2.1 A PROGRAMAÇÃO QUE CRIMINALIZA A MISÉRIA


Não à toa, uma programação cuidadosamente delineada contribui sobremaneira para uma eficaz difusão das subjetividades entre os espectadores. Neste passo, temos “de um lado o autor do crime, da infração, do conflito com a Lei, do outro, a participação daqueles que assistem, cada vez mais extasiados, à encenação do horror que se banaliza a cada dia” (FIGUEIREDO, 2007, p. 309).

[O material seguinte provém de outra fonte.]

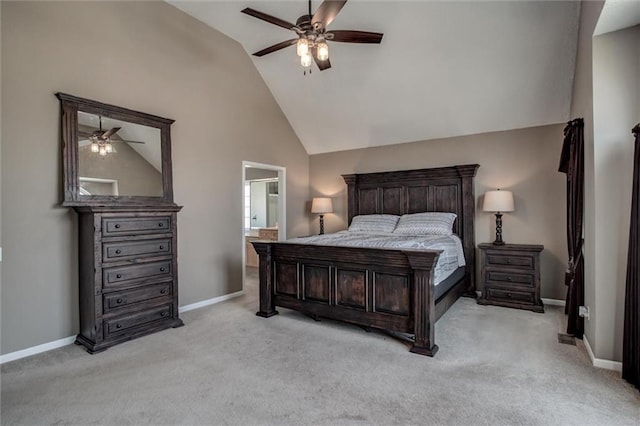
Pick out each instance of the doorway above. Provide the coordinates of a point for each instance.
(264, 213)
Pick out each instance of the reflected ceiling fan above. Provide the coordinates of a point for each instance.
(101, 141)
(312, 34)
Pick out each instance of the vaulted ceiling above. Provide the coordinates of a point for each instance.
(443, 69)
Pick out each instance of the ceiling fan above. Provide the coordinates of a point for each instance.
(312, 34)
(101, 140)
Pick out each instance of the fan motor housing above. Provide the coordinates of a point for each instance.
(304, 23)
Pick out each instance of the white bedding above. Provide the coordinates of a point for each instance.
(450, 259)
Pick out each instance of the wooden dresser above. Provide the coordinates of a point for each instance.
(510, 275)
(128, 273)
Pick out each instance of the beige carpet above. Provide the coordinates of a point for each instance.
(227, 366)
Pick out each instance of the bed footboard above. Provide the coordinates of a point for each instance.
(388, 289)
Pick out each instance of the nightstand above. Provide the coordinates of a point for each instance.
(510, 275)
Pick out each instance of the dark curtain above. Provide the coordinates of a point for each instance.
(631, 339)
(572, 163)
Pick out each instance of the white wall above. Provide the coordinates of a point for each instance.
(616, 110)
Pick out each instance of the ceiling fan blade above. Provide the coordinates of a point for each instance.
(326, 12)
(270, 19)
(276, 47)
(110, 132)
(322, 65)
(347, 36)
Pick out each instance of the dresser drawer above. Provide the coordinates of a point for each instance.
(510, 278)
(504, 295)
(128, 274)
(514, 261)
(126, 323)
(135, 225)
(124, 250)
(121, 299)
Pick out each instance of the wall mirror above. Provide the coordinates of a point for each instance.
(113, 155)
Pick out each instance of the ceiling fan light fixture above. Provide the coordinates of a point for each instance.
(323, 51)
(305, 60)
(302, 46)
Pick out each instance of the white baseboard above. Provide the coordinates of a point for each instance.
(601, 363)
(34, 350)
(208, 302)
(37, 349)
(553, 302)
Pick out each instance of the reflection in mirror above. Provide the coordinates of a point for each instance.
(117, 157)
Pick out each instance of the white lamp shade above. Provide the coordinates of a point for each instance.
(321, 205)
(498, 201)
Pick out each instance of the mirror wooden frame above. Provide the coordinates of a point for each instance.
(70, 106)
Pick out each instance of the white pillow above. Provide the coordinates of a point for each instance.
(431, 223)
(374, 223)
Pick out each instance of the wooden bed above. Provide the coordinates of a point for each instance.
(388, 289)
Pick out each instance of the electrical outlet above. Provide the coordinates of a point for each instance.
(583, 311)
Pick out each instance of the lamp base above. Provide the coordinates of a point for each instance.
(498, 241)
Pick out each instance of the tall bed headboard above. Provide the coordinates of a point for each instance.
(442, 189)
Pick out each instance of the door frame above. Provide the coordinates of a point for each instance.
(282, 204)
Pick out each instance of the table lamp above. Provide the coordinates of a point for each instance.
(321, 205)
(498, 201)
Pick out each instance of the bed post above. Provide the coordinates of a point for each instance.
(424, 303)
(467, 233)
(267, 307)
(352, 199)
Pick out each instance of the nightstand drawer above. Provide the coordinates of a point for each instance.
(519, 262)
(507, 277)
(509, 295)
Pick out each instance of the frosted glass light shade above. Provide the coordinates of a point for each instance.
(498, 201)
(323, 51)
(321, 205)
(302, 47)
(305, 60)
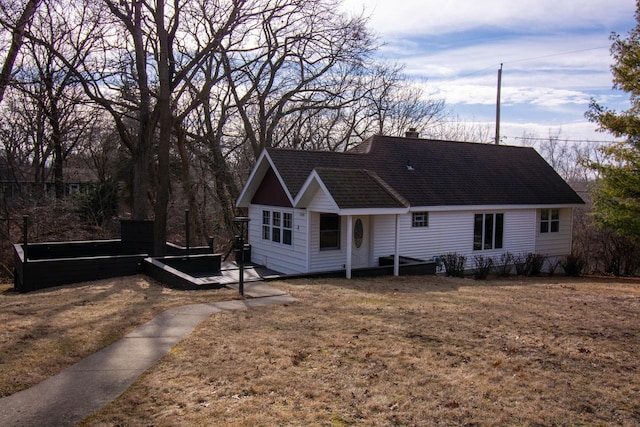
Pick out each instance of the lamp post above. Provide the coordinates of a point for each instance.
(241, 224)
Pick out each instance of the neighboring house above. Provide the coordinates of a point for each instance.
(403, 197)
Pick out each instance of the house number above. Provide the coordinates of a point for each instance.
(358, 233)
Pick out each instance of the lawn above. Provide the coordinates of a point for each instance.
(383, 351)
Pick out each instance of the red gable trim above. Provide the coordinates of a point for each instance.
(270, 192)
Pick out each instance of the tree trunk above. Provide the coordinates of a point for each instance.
(165, 118)
(195, 225)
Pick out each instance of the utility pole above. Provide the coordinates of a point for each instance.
(497, 141)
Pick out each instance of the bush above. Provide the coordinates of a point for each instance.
(506, 264)
(553, 264)
(520, 264)
(482, 267)
(529, 264)
(98, 203)
(454, 264)
(535, 262)
(573, 265)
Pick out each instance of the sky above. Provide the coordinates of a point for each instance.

A glorificação da violência e a consequente banalização do horror é fomentada pela veiculação de programas e notícias que incrementam a demonização dos indesejáveis e corroboram com a seletividade penal. Os programas, jornais e telejornais estampam com naturalidade as notícias mais bárbaras e os crimes mais atrozes, sedimentando na sociedade, com a mesma naturalidade, a sede pelo castigo, conforme assevera Hulsman (1997, p.116): “A mídia, que sempre noticia os casos mais dolorosos, atos irreparáveis, tem a tendência de ouvir as vítimas – sobretudo as famílias das vítimas – que clamam por vingança”.

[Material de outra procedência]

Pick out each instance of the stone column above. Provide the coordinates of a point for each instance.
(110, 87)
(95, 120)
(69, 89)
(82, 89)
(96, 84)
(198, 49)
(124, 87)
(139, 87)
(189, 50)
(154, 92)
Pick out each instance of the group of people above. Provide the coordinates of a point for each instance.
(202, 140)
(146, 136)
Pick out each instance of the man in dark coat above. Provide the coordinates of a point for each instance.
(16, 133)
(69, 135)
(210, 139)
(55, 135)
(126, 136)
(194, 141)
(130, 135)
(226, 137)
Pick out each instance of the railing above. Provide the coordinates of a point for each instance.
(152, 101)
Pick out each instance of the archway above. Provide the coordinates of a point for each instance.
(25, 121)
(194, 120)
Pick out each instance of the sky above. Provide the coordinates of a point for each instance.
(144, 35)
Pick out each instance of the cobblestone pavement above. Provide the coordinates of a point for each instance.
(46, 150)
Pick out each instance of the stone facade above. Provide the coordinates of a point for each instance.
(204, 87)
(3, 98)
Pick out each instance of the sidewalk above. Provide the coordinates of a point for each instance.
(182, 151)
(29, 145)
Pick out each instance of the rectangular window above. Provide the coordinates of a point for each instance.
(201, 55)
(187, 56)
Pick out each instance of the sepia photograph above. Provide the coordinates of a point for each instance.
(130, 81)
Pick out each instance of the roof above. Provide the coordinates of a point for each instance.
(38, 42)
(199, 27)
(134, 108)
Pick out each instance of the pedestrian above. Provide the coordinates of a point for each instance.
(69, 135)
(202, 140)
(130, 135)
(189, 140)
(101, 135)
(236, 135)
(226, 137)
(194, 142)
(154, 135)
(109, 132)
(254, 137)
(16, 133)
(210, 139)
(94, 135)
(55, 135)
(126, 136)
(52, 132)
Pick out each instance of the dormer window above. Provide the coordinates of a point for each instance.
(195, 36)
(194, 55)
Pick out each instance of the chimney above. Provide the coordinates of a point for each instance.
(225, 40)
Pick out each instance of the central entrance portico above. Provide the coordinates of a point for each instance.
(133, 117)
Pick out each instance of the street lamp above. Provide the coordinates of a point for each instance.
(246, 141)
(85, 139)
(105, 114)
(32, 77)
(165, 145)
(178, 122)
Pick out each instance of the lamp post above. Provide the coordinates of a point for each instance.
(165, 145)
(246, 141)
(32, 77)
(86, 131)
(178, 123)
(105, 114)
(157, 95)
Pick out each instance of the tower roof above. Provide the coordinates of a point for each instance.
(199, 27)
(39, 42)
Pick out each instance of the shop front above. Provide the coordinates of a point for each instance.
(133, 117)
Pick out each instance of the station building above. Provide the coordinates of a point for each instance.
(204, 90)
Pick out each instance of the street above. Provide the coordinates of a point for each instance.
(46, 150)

Neste plano, ao fomentar a sede por vingança e o combate imediato aos causadores do dano, os veículos comunicativos preterem debates profundos e fenomenológicos que revelariam a barbárie social da qual emana o crime enquanto elemento reacionário. Entretanto, os meandros percorridos pela seletividade penal e pela mídia que lhe é servil optam pelo etiquetamento de sujeitos específicos, fazendo do crime um atributo ontológico do ser – precisamente, dos seres apartados da sociedade de consumo6.

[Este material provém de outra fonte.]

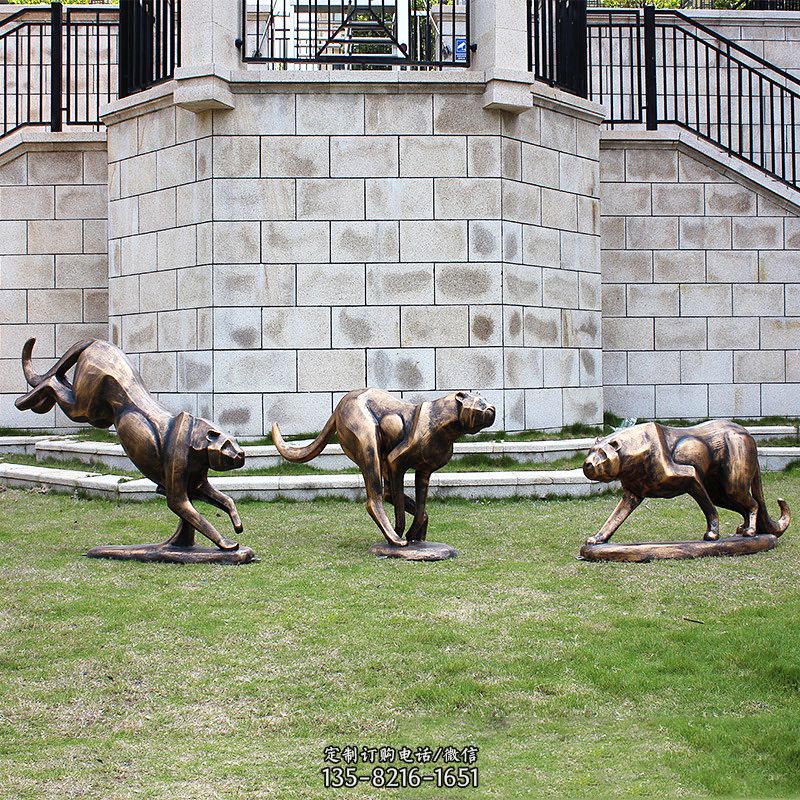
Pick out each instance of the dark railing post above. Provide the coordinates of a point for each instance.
(56, 24)
(650, 92)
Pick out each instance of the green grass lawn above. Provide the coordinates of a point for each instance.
(574, 679)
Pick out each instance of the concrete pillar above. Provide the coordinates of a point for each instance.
(500, 34)
(500, 31)
(209, 32)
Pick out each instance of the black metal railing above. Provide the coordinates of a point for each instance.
(323, 34)
(59, 66)
(660, 67)
(557, 43)
(149, 43)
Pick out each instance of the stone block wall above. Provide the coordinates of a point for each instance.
(267, 259)
(701, 288)
(53, 256)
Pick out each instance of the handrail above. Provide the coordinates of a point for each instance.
(687, 74)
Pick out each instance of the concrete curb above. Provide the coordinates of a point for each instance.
(469, 485)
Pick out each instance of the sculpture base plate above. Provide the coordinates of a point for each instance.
(650, 551)
(414, 551)
(172, 554)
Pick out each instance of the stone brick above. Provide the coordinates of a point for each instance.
(364, 241)
(13, 306)
(705, 300)
(523, 367)
(406, 369)
(731, 333)
(238, 156)
(469, 368)
(176, 165)
(780, 333)
(779, 266)
(423, 240)
(398, 113)
(730, 199)
(541, 246)
(485, 240)
(561, 367)
(435, 326)
(469, 283)
(627, 334)
(237, 328)
(758, 233)
(657, 300)
(327, 198)
(292, 327)
(330, 115)
(26, 272)
(177, 330)
(685, 402)
(238, 242)
(757, 299)
(139, 254)
(543, 409)
(254, 198)
(559, 210)
(295, 242)
(330, 284)
(651, 165)
(706, 366)
(680, 333)
(626, 199)
(484, 157)
(273, 114)
(364, 156)
(76, 271)
(54, 168)
(331, 370)
(157, 211)
(177, 247)
(455, 113)
(582, 404)
(485, 325)
(467, 198)
(540, 166)
(627, 266)
(729, 266)
(651, 233)
(195, 203)
(630, 401)
(654, 367)
(541, 327)
(559, 288)
(55, 236)
(780, 400)
(195, 287)
(400, 284)
(81, 202)
(615, 369)
(297, 413)
(399, 198)
(366, 326)
(759, 366)
(685, 199)
(433, 156)
(705, 233)
(26, 202)
(140, 333)
(522, 285)
(255, 371)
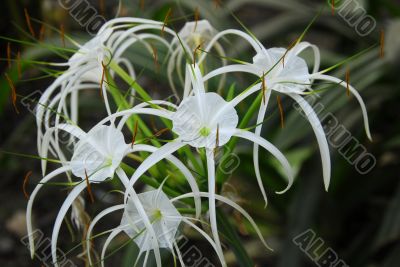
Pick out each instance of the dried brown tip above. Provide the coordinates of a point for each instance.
(196, 18)
(382, 42)
(29, 23)
(89, 187)
(348, 82)
(62, 34)
(25, 183)
(169, 12)
(134, 134)
(9, 55)
(19, 65)
(13, 92)
(41, 33)
(278, 98)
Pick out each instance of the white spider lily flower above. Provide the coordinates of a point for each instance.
(190, 39)
(97, 156)
(204, 120)
(284, 71)
(86, 70)
(165, 221)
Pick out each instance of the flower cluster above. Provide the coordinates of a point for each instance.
(203, 121)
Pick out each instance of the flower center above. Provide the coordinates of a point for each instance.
(205, 131)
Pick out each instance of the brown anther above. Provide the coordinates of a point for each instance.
(41, 33)
(155, 57)
(382, 43)
(103, 74)
(102, 7)
(348, 82)
(216, 141)
(142, 5)
(62, 34)
(24, 184)
(89, 187)
(196, 18)
(264, 88)
(13, 92)
(218, 3)
(28, 22)
(195, 53)
(278, 98)
(9, 55)
(169, 12)
(160, 132)
(19, 69)
(134, 134)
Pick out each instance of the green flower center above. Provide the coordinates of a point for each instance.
(205, 131)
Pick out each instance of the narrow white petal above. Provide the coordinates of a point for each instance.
(260, 119)
(354, 92)
(273, 150)
(321, 138)
(60, 217)
(30, 204)
(211, 199)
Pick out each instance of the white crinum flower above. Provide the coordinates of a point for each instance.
(214, 124)
(86, 69)
(97, 156)
(284, 71)
(164, 223)
(190, 40)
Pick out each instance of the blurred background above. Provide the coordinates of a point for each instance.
(359, 218)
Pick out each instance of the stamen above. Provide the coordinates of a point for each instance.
(264, 87)
(134, 134)
(155, 56)
(166, 20)
(195, 53)
(142, 5)
(28, 22)
(216, 141)
(24, 184)
(102, 8)
(196, 18)
(62, 33)
(9, 55)
(218, 3)
(160, 132)
(348, 82)
(41, 33)
(19, 64)
(382, 41)
(89, 188)
(103, 73)
(13, 92)
(278, 98)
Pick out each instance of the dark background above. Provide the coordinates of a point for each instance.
(359, 218)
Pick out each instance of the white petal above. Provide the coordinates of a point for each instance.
(60, 217)
(321, 138)
(30, 204)
(354, 92)
(273, 150)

Em sua obra “Difíceis Ganhos Fáceis”, leitura obrigatória para quem deseja se aventurar pelos meandros da criminologia crítica, Batista relembra um episódio do famigerado “Você decide” que bem delineia a vitória das subjetividades orientadas para a exclusão:


No dia 12 de abril de 1997, num episódio do programa da Rede Globo intitulado “Você decide”, em que os telespectadores decidem o final da história, 79.493 pessoas optaram pela morte, por vingança, de um jovem infrator que havia participado de um assalto violento. [...] A vitória do extermínio foi avassaladora. (BATISTA, 2003, p.35, grifo nosso)


É evidente que a opção pelo aniquilamento por si só já representava um vilipêndio ao bom senso e à Constituição e um afago às barbáries da auto-tutela e do linchamento público. Afora isto, é ainda mais assombrosa a forma como a opção pela morte se mostrou palatável aos telespectadores. A título de porcentagem, no referido episódio, o extermínio do jovem contou com a aprovação de nada menos que 56% dos votantes, sendo que apenas 14,1% optaram por deixá-lo fugir7.


Muito menos sutil era a abordagem do extinto “Linha Direta”, programa que elevava a política de extermínio a níveis dantescos, criando em suas reconstituições uma verdadeira espetacularização do derramamento de sangue. A forma como a edição tendenciosa do programa moldava uma perfeita demonização do acusado foi exposta de forma emblemática pelo criminólogo Nilo Batista, na análise que fez de episódio transmitido em 12 de agosto de 1999:


O interesse do Instituto Carioca de Criminologia pelo programa Linha Direta foi despertado por uma notícia que relatava a morte, em confronto policial, de um assaltante cuja biografia criminal fora dias antes exposta naquele programa (12.ago.99). O programa subseqüente (19.ago.99) comemorava o feito. (BATISTA, 2002, p.287)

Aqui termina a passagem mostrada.